Into these last nine beers
I have shed a million tears.
You are on my lonely mind.
I’m gonna keep on sittin here
Until I’m petrified.
And then maybe these tears
Will leave my eyes.
There's a tear in my beer
Cause I’m crying for you, dear
You are on my lonely mind
— Hank Williams Sr.
There’s no question, is there, that country music is made for the benefit of the pathetic among us?
And who hasn’t played that role a time or two?
That’s probably why I became a fan in my early 30s. When a man feels pitiful, he sometimes needs to soak in it, until his self-pity causes him to fall on the floor after the tears ruin his beer.
If he can get up, by then, he’ll usually be laughing at himself.
It means he’s healed, and can now go home.
It’s quitting music, the kind that touches the soul of every man and woman who’s ever given up on an unreasonable lover, a bad kid or a hypocritical parent.
A successful evening on the pitty pot just goes better with the sounds of Hank Williams, who you know going in, is on his way to a fatal car wreck before his 30th birthday.
I sometimes wonder how many car wrecks he’s caused, even after death, for truck drivers hauling loads across the country.
They say misery loves company, but I’m telling you, company loves misery.
You can’t find that kind of support group when you’re listening to “achievement” music.
All they do is take human bodies, and pass them back and forth, while you jump up and down, and hold your hands like you’re signaling for a touchdown.
What kind of misery is that?
It’s strictly cardio-vascular, deodorant-destroying music.
Now I’m hearing that so-called country music singer, Kenny Chesney, recently greeted his country music audience in Boston by flying high above his fans all the way to the other end of his fans, and then back again.
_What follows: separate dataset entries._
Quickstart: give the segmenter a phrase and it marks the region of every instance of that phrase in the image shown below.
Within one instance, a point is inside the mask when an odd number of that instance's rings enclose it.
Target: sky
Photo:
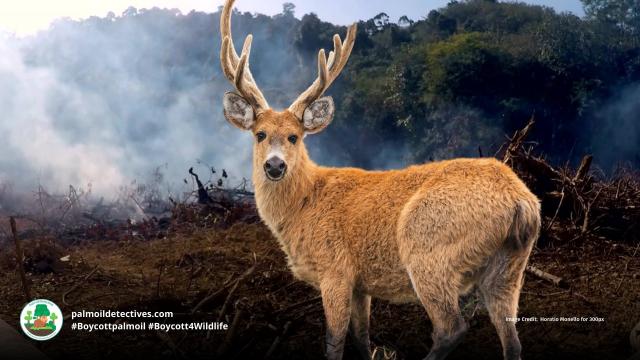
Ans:
[[[236,6],[241,11],[258,12],[266,15],[280,13],[283,2],[296,5],[296,15],[315,12],[326,21],[335,24],[349,24],[357,20],[370,19],[380,12],[386,12],[391,20],[397,21],[402,15],[417,20],[430,10],[442,7],[449,0],[238,0]],[[579,0],[528,0],[531,4],[545,5],[557,11],[570,11],[582,16]],[[0,30],[17,36],[27,36],[48,28],[52,21],[69,17],[84,19],[90,16],[104,17],[109,11],[121,14],[129,6],[141,8],[177,8],[183,13],[191,10],[213,12],[223,0],[19,0],[7,1],[0,11]]]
Kenny Chesney, he of health club muscles and mediocre, but loud music, ought to listen up.
I never thought I’d be saying this, but country ain’t country, anymore.
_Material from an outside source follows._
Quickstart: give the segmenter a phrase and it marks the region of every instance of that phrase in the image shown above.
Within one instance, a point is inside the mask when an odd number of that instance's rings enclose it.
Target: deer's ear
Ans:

Can you see Don Williams flying across the stage, while singing, “Some Hearts Never Mend?”
Kenny’s music is rock — which is fine. I like most rock music. But don’t label it country. You can’t do pure pitiful, if you’re keeping time to Chesney music. It’s like cheating.
Hear that lonesome whippoorwill
He sounds too blue to fly
The midnight train is whining low
I'm so lonesome I could cry Hank Williams Sr.
I wish I’d written that. What poetic lowliness. I’m feeling better by the minute.
I never seen a night so long
When times go crawling by
The moon just went behind a cloud
To hide it's face and cry.
Can I take credit for that verse?
OK. one more:
Did you ever see a robin weep
When leaves begin to die?
That means he’s lost the will to live,
I’m so lonesome I could cry.”
The worse they feel, the better I feel, it seems.
No I’m not making fun of the music. Hank gave up a lot to write like that. Some would say he gave up his life for it.
And I would argue that his beautiful songs of loneliness made the rest of us feel like life couldn’t get any better.
Whatever the sorrow, he made it real. And real can be hard to find — especially with too much steel guitar and celebrities flying “above” an audience, instead of pressing the flesh with them down on the floor.
I’m sorry Hank had such a bad life. But I thank him for making my life happier. Not to mention my howling dogs happiness.
Art Lawler is a reporter for the Athens Review.